IoT Security Situational Awareness Platform
End to end security mechanism, the way to obtain information not only comes from the IOT platform, but also from the underlying operating system and software of IOT terminal, as well as the signaling and data bills on the pipeline side, with full tracking.
Supports IOT protocol library and malicious program feature library to identify different Internet of things protocols and extract features, compare the flow characteristics of IoT terminal with malicious program feature library and protocol library, ao as to accurately identify malicious behaviors such as remote control, SQL injection, WAF, etc.
The big data modeling technology is used to model various terminal behaviors of different IOT services, and the matching and comparison are conducted according to the characteristic behavior library to determine whether the terminal type and behavior conform to the behavior baseline.
Flexible deployment mode can provide independent deployment mode, virtual host deployment mode, virtual container deployment mode and other deployment methods.
High performance processing capacity, which can provide 1Ge, 10Ge, 40Ge and other interfaces, fully meet the needs of different users.
Provides user management, role management, organization management, menu management, log audit and other functions.
It can respond to the supervision instructions issued by the superior system, implement and track the monitoring process, and evaluate the monitoring effect according to the instruction feedback.
Supports the analysis of security situation according to the dimensions of industry, platform, vulnerability and equipment/terminal, and can display and analyze asset distribution, vulnerability distribution, industry distribution, equipment type distribution and situation of incidents.
Supports receiving the pre-alarm for security issued by the superior system. According to the emergency degree, development trend and possible harm degree of the security, it can understand the impact to its own network and system, start the corresponding emergency management plan, take emergency measures, and save the evidence and log records of alarms, so as to timely report the situation, progress and disposal results back to the superior system.
Through network traffic analysis, log analysis, and other security business system docking,the system collects, stores, analyzes, generates and submits security event logs. The security risk is determined according to the type and frequency of events and the proportion of terminals/devices with events in similar devices to provide the basis for traceability and command of incidents.
IoT terminal / device identification is a code assigned by an enterprise and can uniquely identify the IoT equipment. Generally, it adopts international and domestic common specifications or enterprise custom specifications for coding; the IOT security situation awareness platform can manage, query and trace the terminal / equipment according to the identification or IMSI number, and support the submission and query mechanism of equipment identification.

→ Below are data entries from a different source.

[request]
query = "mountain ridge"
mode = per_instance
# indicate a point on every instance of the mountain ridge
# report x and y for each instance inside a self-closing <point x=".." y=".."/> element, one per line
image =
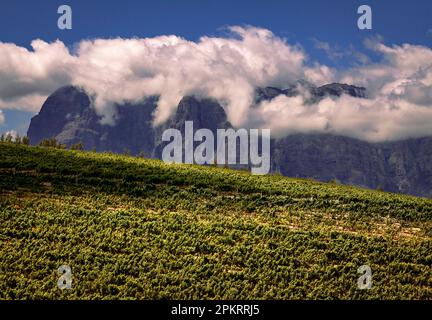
<point x="401" y="166"/>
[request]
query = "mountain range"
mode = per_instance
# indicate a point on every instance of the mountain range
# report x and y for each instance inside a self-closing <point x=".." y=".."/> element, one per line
<point x="401" y="166"/>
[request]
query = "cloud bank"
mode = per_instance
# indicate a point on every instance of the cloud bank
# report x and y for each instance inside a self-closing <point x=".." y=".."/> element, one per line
<point x="229" y="69"/>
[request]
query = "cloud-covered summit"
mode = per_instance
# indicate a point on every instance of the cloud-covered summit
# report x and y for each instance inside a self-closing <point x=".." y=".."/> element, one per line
<point x="229" y="69"/>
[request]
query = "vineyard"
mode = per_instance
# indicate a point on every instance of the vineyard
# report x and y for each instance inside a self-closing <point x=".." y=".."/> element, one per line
<point x="134" y="228"/>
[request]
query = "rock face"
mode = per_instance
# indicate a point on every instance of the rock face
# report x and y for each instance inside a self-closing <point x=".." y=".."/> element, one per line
<point x="402" y="166"/>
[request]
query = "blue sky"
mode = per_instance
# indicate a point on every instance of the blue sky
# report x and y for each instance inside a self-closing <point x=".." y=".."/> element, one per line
<point x="304" y="22"/>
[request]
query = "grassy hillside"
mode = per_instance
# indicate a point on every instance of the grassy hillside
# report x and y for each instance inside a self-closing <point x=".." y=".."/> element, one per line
<point x="138" y="228"/>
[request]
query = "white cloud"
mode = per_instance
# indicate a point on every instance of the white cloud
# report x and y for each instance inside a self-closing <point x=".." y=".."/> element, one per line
<point x="229" y="69"/>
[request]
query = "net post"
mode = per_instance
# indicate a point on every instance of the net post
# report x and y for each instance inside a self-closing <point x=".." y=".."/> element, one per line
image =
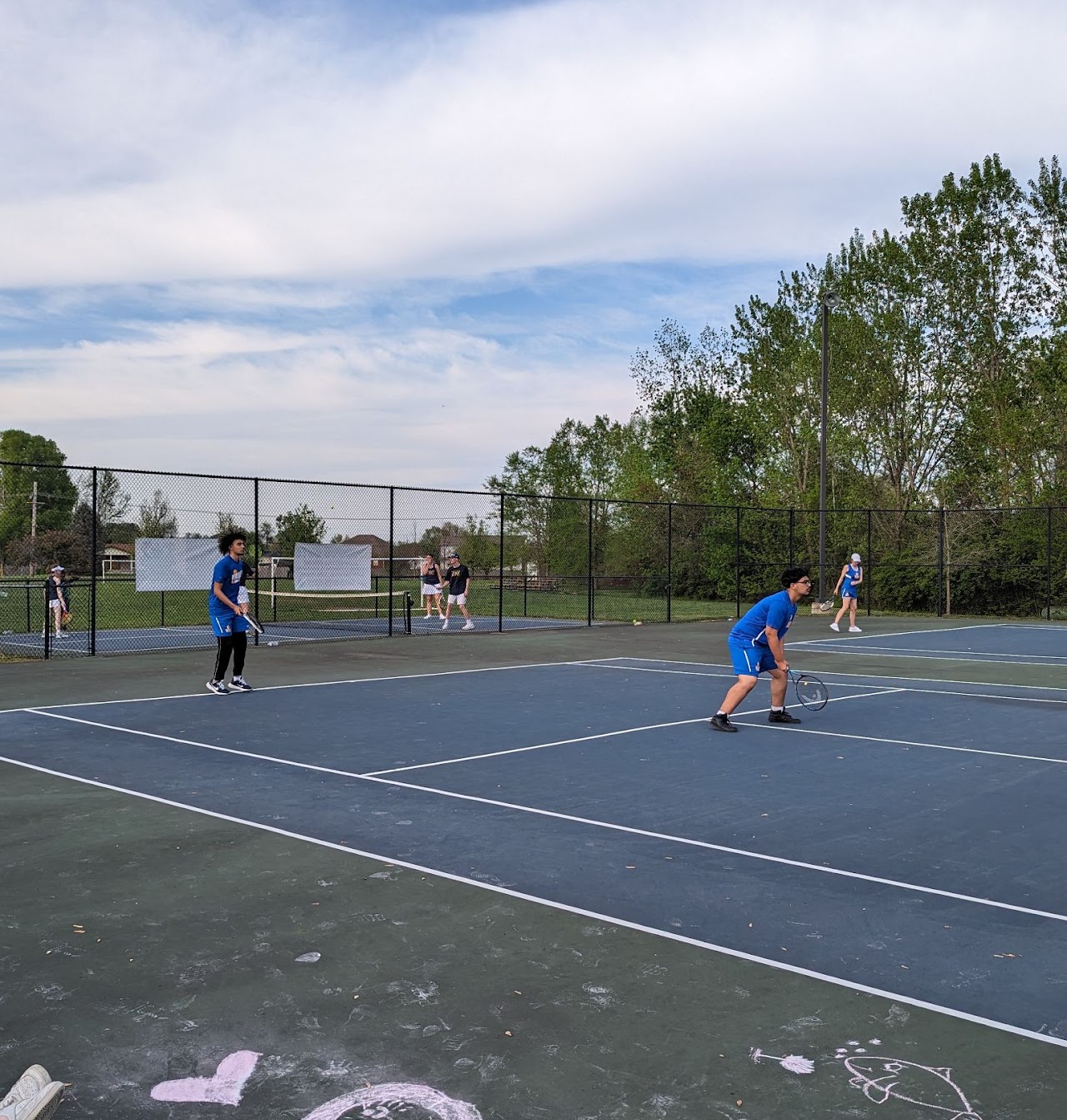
<point x="499" y="572"/>
<point x="92" y="571"/>
<point x="669" y="554"/>
<point x="258" y="552"/>
<point x="392" y="533"/>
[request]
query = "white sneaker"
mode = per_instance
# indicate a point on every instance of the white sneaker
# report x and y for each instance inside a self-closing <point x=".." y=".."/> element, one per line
<point x="41" y="1106"/>
<point x="30" y="1083"/>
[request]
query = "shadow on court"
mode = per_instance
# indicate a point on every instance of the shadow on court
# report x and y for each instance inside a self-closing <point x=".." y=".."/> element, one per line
<point x="143" y="944"/>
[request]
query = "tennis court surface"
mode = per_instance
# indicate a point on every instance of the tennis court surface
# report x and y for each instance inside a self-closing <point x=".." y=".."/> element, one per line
<point x="519" y="877"/>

The system uses log retention, flow collection and other technical means to collect, generate and save a full amount of equipment access logs, access log reporting and query functions.
The basic resource data of the IoT includes the enterprise subject information of the IoT platform, the information of the application service provider of the IoT, the application service information and the terminal / equipment information of the IoT; the system supports the import of basic resource data from the business management platform of the Internet of things.